I've never seen a cactus buck on hoof. I am wondering how many they could possibly have down there to qualify to have a full blown hunt down there for them.

Thanks!


----------



## muleymadness (Jan 23, 2008)

There is actually quite a few cactus bucks on the Pauns, I see a few every summer...haven't seen a big one recently however. Unfortunately where I see them during the summer is NOT where they will be for your hunt. Get south in the Sands and East of Kanab up Johnson Canyon/Nephi pasture area. Good luck should be fun.


----------



## PBH (Nov 7, 2007)

muleymadness said:


> Get south in the Sands ...


I'd probably avoid the Sands. No point in scouting on the Zion unit....


----------



## Vanilla (Dec 11, 2009)

PBH said:


> I'd probably avoid the Sands. No point in scouting on the Zion unit....
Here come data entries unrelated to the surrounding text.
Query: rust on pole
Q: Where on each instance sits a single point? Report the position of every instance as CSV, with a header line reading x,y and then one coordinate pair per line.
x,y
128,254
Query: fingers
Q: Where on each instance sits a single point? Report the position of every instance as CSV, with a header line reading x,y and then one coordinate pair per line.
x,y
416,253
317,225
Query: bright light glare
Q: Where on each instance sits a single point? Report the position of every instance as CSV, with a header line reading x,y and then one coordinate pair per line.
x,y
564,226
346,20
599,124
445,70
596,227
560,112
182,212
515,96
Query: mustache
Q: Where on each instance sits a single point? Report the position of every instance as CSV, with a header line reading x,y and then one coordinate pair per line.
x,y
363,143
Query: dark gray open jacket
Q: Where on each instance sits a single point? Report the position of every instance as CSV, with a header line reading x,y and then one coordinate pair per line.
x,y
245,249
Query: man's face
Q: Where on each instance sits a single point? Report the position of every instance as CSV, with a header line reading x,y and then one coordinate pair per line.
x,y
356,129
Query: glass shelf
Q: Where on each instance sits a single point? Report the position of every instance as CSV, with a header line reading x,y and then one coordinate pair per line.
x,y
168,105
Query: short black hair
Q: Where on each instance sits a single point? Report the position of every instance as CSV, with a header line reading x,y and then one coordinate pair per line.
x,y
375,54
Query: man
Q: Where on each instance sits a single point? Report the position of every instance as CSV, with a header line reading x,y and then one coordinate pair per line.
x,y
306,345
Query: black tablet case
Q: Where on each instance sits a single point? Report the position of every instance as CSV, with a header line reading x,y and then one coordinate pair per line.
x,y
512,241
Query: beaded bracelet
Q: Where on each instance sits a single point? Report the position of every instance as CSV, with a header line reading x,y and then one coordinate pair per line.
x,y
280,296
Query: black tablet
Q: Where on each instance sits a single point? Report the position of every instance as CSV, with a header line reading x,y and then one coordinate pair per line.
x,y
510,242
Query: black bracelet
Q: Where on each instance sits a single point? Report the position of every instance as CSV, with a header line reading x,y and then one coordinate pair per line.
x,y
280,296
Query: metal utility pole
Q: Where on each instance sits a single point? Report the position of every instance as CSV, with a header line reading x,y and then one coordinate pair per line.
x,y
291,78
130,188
You're thinking of the wrong sands.


----------



## callofthewild (Sep 7, 2007)

i would definitely focus on the johnson canyon/ nephi pasture area at that time.


----------



## PBH (Nov 7, 2007)

Vanilla said:


> You're thinking of the wrong sands.


No. I'm thinking of the right Sands. The rest of you are talking about the wrong Sands!


----------



## Vanilla (Dec 11, 2009)

That’s actually a fair point. I should have said “different sands.”


----------